And perhaps most importantly, the dividend gives an investor ample reason to wait while the valuation catches up to peers.

Share repurchases are another important source of shareholder returns. Capital Power hasn't delivered as well on that front. The company regularly announces share repurchase programs, but they're more than offset by using shares to pay for a portion of recent acquisitions. According to recent income statements , diluted shares outstanding have increased from 101.1M at the end of 2017 to 117.2M at the end of 2022.

Risks

There are three risks in this stock I'd like to highlight.

The first is the Alberta power market, one of the few markets left in North America where market prices are solely based on supply and demand. This floating rate has helped the bottom line of late as prices have been strong, with prices expected to stay relatively strong for the next few years.

Investor Presentation

Capital Power can also mitigate the risk of lower prices by signing long-term supply contracts with certain key customers. This is an effective hedge for big power users, but many households and smaller businesses choose a floating rate option since those rates have historically been cheaper.

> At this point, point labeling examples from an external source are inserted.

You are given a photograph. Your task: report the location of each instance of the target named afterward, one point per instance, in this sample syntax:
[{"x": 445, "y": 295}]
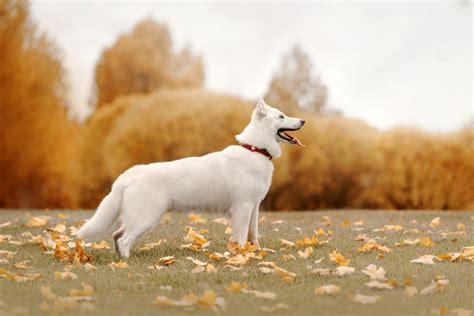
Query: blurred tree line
[{"x": 144, "y": 86}]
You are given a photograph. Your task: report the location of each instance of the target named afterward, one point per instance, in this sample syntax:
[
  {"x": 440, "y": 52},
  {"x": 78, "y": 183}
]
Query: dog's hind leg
[
  {"x": 117, "y": 235},
  {"x": 240, "y": 219},
  {"x": 141, "y": 213},
  {"x": 253, "y": 227}
]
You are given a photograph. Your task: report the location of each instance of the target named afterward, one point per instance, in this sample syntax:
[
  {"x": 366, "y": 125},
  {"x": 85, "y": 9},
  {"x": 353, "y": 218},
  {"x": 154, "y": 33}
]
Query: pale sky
[{"x": 388, "y": 63}]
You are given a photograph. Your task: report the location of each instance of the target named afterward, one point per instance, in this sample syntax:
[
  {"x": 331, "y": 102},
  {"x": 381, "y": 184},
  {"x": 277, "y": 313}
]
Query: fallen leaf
[
  {"x": 426, "y": 242},
  {"x": 426, "y": 259},
  {"x": 196, "y": 261},
  {"x": 236, "y": 287},
  {"x": 265, "y": 295},
  {"x": 64, "y": 275},
  {"x": 338, "y": 258},
  {"x": 287, "y": 243},
  {"x": 327, "y": 289},
  {"x": 461, "y": 312},
  {"x": 196, "y": 218},
  {"x": 363, "y": 299},
  {"x": 435, "y": 222},
  {"x": 375, "y": 273},
  {"x": 101, "y": 245},
  {"x": 378, "y": 285},
  {"x": 306, "y": 253},
  {"x": 89, "y": 267},
  {"x": 37, "y": 221},
  {"x": 166, "y": 261},
  {"x": 118, "y": 265},
  {"x": 87, "y": 290},
  {"x": 410, "y": 291},
  {"x": 435, "y": 286},
  {"x": 273, "y": 308}
]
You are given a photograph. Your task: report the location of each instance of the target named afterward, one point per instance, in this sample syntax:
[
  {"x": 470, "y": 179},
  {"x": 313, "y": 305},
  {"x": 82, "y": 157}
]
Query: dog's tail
[{"x": 105, "y": 216}]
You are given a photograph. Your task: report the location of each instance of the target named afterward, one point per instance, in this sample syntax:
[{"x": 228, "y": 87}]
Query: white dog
[{"x": 235, "y": 179}]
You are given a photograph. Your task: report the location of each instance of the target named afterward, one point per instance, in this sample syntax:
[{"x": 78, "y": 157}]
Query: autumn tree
[
  {"x": 143, "y": 61},
  {"x": 36, "y": 138},
  {"x": 296, "y": 85}
]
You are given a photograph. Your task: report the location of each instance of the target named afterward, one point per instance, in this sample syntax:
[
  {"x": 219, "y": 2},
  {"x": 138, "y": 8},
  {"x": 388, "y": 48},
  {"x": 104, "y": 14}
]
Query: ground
[{"x": 133, "y": 289}]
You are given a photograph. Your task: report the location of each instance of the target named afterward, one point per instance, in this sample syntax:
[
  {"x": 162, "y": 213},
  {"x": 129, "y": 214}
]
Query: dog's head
[{"x": 277, "y": 123}]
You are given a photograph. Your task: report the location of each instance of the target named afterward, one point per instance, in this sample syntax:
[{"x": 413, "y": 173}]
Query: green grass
[{"x": 131, "y": 291}]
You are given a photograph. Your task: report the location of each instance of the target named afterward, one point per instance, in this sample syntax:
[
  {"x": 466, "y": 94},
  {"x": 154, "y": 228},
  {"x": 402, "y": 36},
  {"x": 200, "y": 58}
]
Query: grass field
[{"x": 132, "y": 290}]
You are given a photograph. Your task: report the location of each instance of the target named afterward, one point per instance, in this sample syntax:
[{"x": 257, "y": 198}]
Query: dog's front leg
[
  {"x": 240, "y": 219},
  {"x": 253, "y": 227}
]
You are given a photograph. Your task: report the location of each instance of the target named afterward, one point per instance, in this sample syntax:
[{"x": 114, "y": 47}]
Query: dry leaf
[
  {"x": 64, "y": 275},
  {"x": 410, "y": 291},
  {"x": 378, "y": 285},
  {"x": 266, "y": 295},
  {"x": 287, "y": 243},
  {"x": 435, "y": 222},
  {"x": 363, "y": 299},
  {"x": 327, "y": 289},
  {"x": 375, "y": 273},
  {"x": 236, "y": 287},
  {"x": 461, "y": 312},
  {"x": 435, "y": 286},
  {"x": 338, "y": 258},
  {"x": 211, "y": 268},
  {"x": 306, "y": 253},
  {"x": 273, "y": 308},
  {"x": 426, "y": 242},
  {"x": 166, "y": 261},
  {"x": 89, "y": 267},
  {"x": 196, "y": 218},
  {"x": 426, "y": 259},
  {"x": 196, "y": 261},
  {"x": 87, "y": 290},
  {"x": 37, "y": 221},
  {"x": 101, "y": 245},
  {"x": 118, "y": 265}
]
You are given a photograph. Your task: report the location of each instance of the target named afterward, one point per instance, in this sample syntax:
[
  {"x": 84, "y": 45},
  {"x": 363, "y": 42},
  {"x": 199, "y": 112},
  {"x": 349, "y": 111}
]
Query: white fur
[{"x": 235, "y": 180}]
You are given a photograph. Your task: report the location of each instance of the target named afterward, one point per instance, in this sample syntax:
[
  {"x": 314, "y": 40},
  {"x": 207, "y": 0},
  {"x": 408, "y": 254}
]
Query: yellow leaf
[
  {"x": 118, "y": 265},
  {"x": 306, "y": 253},
  {"x": 435, "y": 222},
  {"x": 208, "y": 299},
  {"x": 327, "y": 289},
  {"x": 363, "y": 299},
  {"x": 37, "y": 221},
  {"x": 287, "y": 243},
  {"x": 167, "y": 260},
  {"x": 210, "y": 268},
  {"x": 64, "y": 275},
  {"x": 266, "y": 295},
  {"x": 375, "y": 273},
  {"x": 236, "y": 287},
  {"x": 426, "y": 242},
  {"x": 345, "y": 223},
  {"x": 195, "y": 218},
  {"x": 410, "y": 291},
  {"x": 273, "y": 308},
  {"x": 338, "y": 258},
  {"x": 101, "y": 245},
  {"x": 87, "y": 290}
]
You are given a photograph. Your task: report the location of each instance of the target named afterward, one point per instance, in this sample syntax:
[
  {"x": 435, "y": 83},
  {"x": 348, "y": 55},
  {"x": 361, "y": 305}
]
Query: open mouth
[{"x": 282, "y": 133}]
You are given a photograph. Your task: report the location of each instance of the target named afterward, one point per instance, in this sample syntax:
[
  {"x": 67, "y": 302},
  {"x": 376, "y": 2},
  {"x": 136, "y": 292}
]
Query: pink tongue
[{"x": 299, "y": 142}]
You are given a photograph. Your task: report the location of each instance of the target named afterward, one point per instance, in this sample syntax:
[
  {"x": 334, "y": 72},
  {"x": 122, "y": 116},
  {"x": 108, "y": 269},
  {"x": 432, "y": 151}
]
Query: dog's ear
[{"x": 261, "y": 107}]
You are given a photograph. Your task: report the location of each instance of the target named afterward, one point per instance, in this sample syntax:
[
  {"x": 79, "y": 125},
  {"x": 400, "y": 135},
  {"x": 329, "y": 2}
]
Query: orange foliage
[
  {"x": 37, "y": 142},
  {"x": 346, "y": 164},
  {"x": 143, "y": 61}
]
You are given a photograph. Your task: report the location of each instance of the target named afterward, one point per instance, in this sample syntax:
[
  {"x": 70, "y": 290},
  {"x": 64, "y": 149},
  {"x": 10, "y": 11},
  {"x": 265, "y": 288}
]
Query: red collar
[{"x": 262, "y": 151}]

If Alberta sees a nasty recession its likely power prices in the province will head lower, a move that will impact Capital Power's bottom line.

The second risk is higher interest rates. As of December 31st, 2022, the company had $3.9B worth of debt, offset by about $300M in cash. Higher interest rates mean lower profitability as debt gets refinanced.

The good news is the company has only about $1B worth of debt maturities from now until 2026, and then no debt coming due after that until 2029. It's a very manageable problem.

Investor Presentation

The third risk is, as mentioned, execution risk. Although Capital Power does have a demonstrated history acquiring, developing, and managing power plants effectively, just one screw up can undo many years of meticulous work.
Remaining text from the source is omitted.